Agava House is located in Casablanca, Morocco, and was designed by Driss Kettani Architecte in 2016. This house is projected on a north-south oriented plot and features a blind façade on the street while being largely open on the side and the back with the south oriented garden.
The plan “silhouette” is the consequence of the urban rules and the need to perfectly fit with the adjoining house on the east. The disadvantageous north orientation on the street and the presence of existing high enclosure walls are here an opportunity to revisit some of the traditional house codes, while maintaining at the same time transparency and spatial fluidity.
A chicane entrance, highlighted by a set of black and gray-blue traditional tiles walls emphasizes this duality and reinforces the contrast between privacy and discretion on the street and openness and transparency on the pool and the garden. This principle is affirmed through three landscape sequences, the mineral garden at the entrance, the aquatic sequence on the lateral side and the vegetal garden on the south, which in combination with the enclosure walls reinterpret in a certain way the courtyard.
Inside, a wooden panel / chimney acts as a pivot and help preserving the service area privacy while maintaining a fluidity of use. This panel incorporates a screen of wooden slats whose opacity varies according to the angle of view.

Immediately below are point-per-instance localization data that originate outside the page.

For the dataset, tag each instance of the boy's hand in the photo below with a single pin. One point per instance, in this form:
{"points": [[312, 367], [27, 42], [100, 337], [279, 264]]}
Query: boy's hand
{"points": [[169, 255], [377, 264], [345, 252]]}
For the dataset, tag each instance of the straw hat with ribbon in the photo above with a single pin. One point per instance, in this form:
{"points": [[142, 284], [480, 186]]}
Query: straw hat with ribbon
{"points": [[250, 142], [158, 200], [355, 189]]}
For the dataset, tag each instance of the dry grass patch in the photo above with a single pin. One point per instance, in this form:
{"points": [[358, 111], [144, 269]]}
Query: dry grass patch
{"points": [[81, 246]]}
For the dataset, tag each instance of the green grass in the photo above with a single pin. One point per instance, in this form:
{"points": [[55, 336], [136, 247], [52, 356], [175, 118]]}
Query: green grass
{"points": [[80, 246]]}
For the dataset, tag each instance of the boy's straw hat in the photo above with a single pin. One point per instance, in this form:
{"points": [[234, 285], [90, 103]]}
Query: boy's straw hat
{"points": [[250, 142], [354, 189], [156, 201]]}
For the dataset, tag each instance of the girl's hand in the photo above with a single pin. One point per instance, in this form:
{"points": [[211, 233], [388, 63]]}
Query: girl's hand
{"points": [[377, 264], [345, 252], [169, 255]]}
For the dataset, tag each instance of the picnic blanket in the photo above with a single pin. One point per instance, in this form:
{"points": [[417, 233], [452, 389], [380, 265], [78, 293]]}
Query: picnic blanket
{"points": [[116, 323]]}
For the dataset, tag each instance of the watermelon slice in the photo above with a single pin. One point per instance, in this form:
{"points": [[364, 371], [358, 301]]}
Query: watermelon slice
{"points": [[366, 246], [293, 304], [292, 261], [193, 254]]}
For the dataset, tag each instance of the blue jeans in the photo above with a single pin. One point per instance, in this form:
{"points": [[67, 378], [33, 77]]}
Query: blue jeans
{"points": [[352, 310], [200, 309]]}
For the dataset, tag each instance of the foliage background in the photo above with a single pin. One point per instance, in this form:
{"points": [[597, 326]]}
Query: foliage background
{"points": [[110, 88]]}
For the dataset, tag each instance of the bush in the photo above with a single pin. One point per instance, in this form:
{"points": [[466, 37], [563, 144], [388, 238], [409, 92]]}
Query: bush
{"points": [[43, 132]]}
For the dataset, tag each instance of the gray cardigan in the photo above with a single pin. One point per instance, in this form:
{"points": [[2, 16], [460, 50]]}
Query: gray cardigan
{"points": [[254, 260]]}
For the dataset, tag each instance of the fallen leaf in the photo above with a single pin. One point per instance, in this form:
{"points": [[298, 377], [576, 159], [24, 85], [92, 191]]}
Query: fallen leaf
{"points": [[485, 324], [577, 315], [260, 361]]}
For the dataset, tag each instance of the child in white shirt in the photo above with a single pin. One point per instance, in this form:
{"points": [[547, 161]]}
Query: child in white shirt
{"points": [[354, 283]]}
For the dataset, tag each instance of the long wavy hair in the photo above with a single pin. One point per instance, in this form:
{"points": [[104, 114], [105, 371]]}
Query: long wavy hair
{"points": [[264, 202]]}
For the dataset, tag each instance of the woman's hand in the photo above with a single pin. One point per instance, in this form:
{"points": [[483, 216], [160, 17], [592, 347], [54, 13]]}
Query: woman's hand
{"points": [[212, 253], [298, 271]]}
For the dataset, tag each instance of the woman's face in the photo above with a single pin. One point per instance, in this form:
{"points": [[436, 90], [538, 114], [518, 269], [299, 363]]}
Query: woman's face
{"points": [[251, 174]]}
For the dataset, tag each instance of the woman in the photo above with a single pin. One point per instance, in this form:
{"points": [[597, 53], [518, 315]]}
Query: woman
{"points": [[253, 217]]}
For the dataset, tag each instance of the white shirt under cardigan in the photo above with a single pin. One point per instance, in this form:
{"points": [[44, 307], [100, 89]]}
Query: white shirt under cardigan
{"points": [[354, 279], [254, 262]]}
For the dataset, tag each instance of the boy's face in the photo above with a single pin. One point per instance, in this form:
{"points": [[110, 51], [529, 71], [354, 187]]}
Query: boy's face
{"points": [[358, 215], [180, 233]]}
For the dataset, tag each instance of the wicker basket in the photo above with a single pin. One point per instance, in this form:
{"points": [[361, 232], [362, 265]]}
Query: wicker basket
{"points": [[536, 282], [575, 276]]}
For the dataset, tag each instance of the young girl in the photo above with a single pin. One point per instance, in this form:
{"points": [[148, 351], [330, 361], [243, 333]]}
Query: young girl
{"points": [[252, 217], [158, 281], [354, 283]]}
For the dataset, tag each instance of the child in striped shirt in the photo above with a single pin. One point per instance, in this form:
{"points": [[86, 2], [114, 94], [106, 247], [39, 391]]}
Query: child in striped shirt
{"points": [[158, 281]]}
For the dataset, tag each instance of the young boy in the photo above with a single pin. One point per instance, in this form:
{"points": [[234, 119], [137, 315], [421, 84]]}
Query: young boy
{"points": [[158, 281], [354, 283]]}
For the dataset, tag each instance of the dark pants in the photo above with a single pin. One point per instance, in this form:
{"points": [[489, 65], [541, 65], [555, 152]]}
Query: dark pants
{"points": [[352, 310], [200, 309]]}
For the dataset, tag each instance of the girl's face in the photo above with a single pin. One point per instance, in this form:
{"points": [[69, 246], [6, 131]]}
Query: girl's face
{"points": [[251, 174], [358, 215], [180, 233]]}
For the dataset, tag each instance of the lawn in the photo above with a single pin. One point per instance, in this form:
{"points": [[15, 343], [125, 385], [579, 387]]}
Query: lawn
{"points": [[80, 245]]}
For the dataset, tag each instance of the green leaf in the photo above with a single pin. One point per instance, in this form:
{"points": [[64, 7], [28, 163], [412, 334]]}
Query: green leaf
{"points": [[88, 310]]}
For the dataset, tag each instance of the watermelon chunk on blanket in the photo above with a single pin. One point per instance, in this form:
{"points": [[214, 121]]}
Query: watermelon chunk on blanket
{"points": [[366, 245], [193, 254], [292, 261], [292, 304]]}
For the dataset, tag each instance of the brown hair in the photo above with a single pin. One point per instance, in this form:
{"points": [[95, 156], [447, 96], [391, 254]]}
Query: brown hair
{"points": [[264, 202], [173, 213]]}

The project tries to play on the notions of privacy and transparency, fluidity and functional considerations and uses a palette of materials both raw and rich in textures and colors which in combination with the vegetal element offers an abstract composition on the street.
The use of the traditional Moroccan tiles called Zellige emphasizes the chicane entrance and is part of the abstract composition on the street. It also gives a touch of color, vibrant with light, which goes well with the spirit of Casablanca.